I waved back, sucked in a breath, and marched my way over. Of course, my mom was happy to see me. And I was sure her joy at having her only daughter back home would last a full three minutes before she started berating me, switching between trying to convince me to make the Samhain summoning and demanding to know what in Hecate’s green earth I had done to have to induce a coven trial.
Surprisingly, Mom’s good mood lasted a full five minutes before she glanced over at me, her knuckles slightly white on the steering wheel, and said, “Okay, dear. Give it to me. What have you done?”
When I told her how Chad had propositioned me, she turned the color of hell-flame, her brows knitting together. This was, fortunately, short-lived as I told her about the hex I’d cast.
“You hexed his penis off?” she sputtered, trying desperately not to laugh.
“Only a little bit,” I said. “I didn’t have much to work with to begin with.”
She was practically howling with laughter. “Oh, Goddess, I wish I could have seen that. Oh! I will, at the trial!”
I was not looking forward to that part. When the head of the coven finally finished reading over my paperwork, as I supported my carpal tunnel wrist, everyone would have the chance to watch a blow-by-blow account of my ordeal before they passed judgment.

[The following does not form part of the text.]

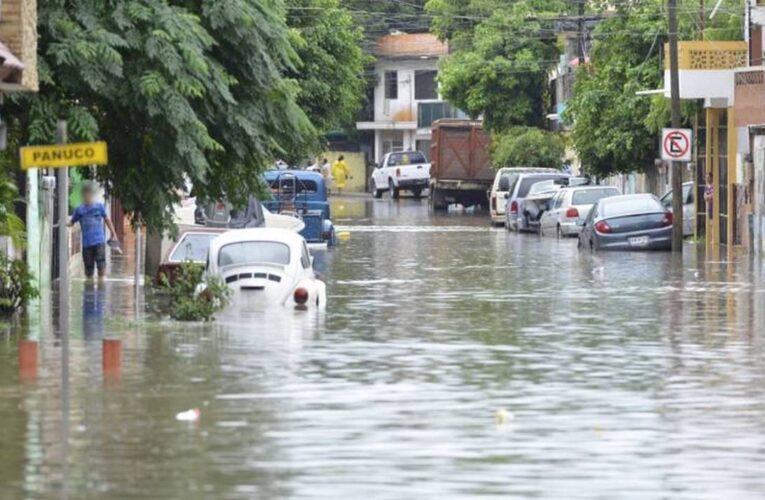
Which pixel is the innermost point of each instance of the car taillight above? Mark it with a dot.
(301, 296)
(668, 219)
(602, 227)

I knew Mom would be okay watching it. She would know I was never in any real danger, and I could have done a hell of a lot more than hex his favorite appendage off. But it was my dad who I was worried about. He could get a little... feral... where his family was involved. There was one time where we went on holiday to Disney World, the last place you’d think of someone trying to take advantage of a lone woman. Dad had taken me on the Haunted Mansion ride, while Mom, who’d queued with us despite having an intense fear of haunted houses (which was insane, given where we lived), made a last-minute claim that she had to use the bathroom. Dad had rolled his eyes and said to meet us at the exit of the ride. When we got off, she was nowhere to be seen. Dad immediately followed his mating pull to the nearest toilets, where he found Mom around the back, a look of determination on her face as a drunk man in some Mickey Mouse ears told her things my then four-year-old ears couldn’t understand. But I knew they were bad, because just as flames crackled in my mom’s palms, my father had closed the gap between them, his shadows creeping in tendrils from the surrounding foliage as he lifted the drunk man by the neck and hissed, “Apologize to my wife.”
“S-s-sorry!” the man had slurred, but my father still stared into the drunk man’s wide, fearful eyes. My father’s eyes glowed like brimstone as he squeezed.
“Arch,” my mom had pleaded. “Put him down. He’s apologized.”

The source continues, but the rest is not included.